Like for example the power companies in my country stopped producing power on their own and bought power from neighboring countries just to sell it to locals at a higher rate. Basically just acting as middle men without providing anything of worth. That drove the price of power to hit 300% more than the year prior. The only reason they stopped was because our government started their own power plan with locally produced power forcing those companies to compete with it but the damage was done and power prices never went back to normal like they never do when companies inflate prices. A market regulated by people who only care about profit will never work.
This is not true. Market economies originate with the state. Prior to markets, most societies engage in gift-economies, where value and price are relatively arbitrary and dictated by personal relationships, not scarcity. It is only when an army comes in and forces you to trade with it do we see the emergence of market economies. You are however, correct that the market we engage with right now focuses primarily on capitalization, which is generating the most amount of money. That is the structural logic of a ‘capitalist’ mode of production. The liberal (or really neo-liberal, but we are splitting hairs at this point) lie around this is that this mode of production is and encourages the most ‘efficiency’ or ‘productivity’. This is not true, as demonstrated in your example.
Within capitalism there will always be perverse incentives to value the ‘fetish’ (money) over the commodity (the object being produced). And it is this ‘fetishization of commodities’ that ultimately creates the series of rolling crises within capitalism, as the fetish must grow larger and larger even if (and especially if) the commodity production itself does not. The incentive isn’t to satisfy demand, it is to generate profit.
That’s why I started with “depending on what you mean by market”. There are like a ton of different academic and colloquial definitions.
Though I don’t agree that you need an army to enforce the current market system as the current system seems quite capable of being perpetuated by capitalists themselves.
Ehh, kinda, but not really. It’s pretty standardized (which is hilariously rare for these disciplines) within sociology, anthropology and even economic theory. At most economics would label it an ‘inefficient market’ but even they are stretching their definition to the breaking point when there is no actual expectation of reciprocity for most transactions.
You absolutely need an army to sustain market economies. Somebody has to collect the debts. Why do you think America spends more money than anywhere else on it’s police force? You have to have a monopoly of force in order to sustain obviously unfair and arbitrary property relations. Why does America have military bases across the globe and sanction countries that refuse to engage on it’s market terms? Because we need to have the potential to place a boot down or provide training for those that will do our enforcement for us.
Look at crypto, without centralized financial support it all but crumbled, to only resurge as a speculative asset, only to dip again. Maybe it will make a resurgence, but it is capital with no army, never to break the bounds of the fin-tech industry.

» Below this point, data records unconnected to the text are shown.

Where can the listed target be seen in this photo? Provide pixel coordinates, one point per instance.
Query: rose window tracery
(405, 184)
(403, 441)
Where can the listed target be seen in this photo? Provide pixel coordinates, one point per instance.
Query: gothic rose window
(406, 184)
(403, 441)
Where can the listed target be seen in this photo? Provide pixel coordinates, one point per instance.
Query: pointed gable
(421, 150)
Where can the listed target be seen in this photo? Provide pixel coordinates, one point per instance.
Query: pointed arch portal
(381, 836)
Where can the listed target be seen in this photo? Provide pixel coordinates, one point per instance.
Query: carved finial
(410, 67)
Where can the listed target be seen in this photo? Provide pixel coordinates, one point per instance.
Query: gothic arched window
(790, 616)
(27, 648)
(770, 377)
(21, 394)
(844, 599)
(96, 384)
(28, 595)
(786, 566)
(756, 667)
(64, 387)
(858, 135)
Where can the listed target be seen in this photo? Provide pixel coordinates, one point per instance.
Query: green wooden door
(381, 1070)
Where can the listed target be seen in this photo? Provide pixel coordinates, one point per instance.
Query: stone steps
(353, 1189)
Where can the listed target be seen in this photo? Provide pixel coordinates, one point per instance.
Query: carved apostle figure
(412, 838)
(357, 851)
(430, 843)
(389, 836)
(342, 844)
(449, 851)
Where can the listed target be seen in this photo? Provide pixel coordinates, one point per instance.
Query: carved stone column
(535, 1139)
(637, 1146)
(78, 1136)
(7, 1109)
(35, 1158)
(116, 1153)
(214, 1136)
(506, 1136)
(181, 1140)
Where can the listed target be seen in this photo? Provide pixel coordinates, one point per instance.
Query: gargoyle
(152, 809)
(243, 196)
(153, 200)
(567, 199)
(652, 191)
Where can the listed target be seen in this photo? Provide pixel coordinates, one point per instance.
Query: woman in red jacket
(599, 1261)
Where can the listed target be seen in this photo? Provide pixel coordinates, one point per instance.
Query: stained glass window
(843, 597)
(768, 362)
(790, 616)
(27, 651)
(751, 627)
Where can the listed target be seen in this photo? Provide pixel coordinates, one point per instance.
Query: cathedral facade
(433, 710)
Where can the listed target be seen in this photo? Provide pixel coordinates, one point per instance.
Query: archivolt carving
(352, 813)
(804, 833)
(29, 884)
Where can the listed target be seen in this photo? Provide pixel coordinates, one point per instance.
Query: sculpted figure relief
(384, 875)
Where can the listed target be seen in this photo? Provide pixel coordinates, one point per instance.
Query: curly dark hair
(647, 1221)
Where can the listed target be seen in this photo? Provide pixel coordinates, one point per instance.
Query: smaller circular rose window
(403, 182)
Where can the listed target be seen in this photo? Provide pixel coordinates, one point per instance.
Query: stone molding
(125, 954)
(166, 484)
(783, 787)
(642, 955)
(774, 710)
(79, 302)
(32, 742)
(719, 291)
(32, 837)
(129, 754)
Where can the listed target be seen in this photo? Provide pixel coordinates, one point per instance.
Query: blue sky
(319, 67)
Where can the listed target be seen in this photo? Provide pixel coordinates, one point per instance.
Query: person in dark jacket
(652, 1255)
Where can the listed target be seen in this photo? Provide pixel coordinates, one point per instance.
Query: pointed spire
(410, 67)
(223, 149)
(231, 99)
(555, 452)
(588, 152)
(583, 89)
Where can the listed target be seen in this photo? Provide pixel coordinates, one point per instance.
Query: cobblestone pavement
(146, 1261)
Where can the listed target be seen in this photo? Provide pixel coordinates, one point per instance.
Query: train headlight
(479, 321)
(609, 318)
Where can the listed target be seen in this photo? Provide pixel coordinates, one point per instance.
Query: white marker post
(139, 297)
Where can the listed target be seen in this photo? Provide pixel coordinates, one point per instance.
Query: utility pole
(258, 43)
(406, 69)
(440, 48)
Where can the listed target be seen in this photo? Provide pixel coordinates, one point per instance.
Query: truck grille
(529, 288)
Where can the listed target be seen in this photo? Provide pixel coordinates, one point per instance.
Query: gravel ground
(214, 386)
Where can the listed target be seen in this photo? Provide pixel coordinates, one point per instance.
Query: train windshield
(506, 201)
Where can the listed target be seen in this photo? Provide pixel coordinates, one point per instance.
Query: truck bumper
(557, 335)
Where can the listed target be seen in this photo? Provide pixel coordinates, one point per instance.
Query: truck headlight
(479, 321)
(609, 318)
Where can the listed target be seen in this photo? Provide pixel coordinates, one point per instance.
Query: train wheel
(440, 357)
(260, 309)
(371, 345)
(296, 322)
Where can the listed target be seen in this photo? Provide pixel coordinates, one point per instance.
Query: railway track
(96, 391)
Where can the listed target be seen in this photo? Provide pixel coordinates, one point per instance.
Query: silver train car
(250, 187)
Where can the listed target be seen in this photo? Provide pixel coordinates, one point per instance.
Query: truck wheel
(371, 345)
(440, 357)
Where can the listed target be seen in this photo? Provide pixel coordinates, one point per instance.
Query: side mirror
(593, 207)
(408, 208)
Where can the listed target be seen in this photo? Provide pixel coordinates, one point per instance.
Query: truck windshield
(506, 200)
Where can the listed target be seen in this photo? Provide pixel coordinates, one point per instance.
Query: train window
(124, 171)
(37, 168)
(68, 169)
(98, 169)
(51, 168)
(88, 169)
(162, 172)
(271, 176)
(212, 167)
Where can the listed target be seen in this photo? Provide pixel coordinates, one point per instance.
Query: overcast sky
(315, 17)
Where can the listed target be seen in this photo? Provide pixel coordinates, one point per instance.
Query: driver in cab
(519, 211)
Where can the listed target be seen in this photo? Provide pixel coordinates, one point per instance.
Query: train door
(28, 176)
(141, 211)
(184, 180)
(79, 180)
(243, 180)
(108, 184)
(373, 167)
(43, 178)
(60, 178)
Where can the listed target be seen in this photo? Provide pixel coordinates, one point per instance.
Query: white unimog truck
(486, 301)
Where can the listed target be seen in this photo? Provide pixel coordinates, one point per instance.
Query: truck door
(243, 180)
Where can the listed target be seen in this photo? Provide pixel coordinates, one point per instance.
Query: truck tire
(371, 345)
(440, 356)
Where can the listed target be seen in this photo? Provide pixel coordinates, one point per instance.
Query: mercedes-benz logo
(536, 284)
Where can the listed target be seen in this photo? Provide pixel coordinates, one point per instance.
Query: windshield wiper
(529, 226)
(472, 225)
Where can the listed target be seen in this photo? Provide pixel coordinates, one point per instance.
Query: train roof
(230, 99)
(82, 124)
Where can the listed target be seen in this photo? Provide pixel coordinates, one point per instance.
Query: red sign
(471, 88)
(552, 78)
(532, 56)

Force is what drives and has always driven market economies. To believe otherwise is to be an-cap, to separate the historical development of markets, capitalism and the state.
Though I don’t agree that you need an army to enforce the current market system as the current system seems quite capable of being perpetuated by capitalists themselves.
Great, then that means cops are unimportant and don’t need to enforce the sanctity of capitalist property, right?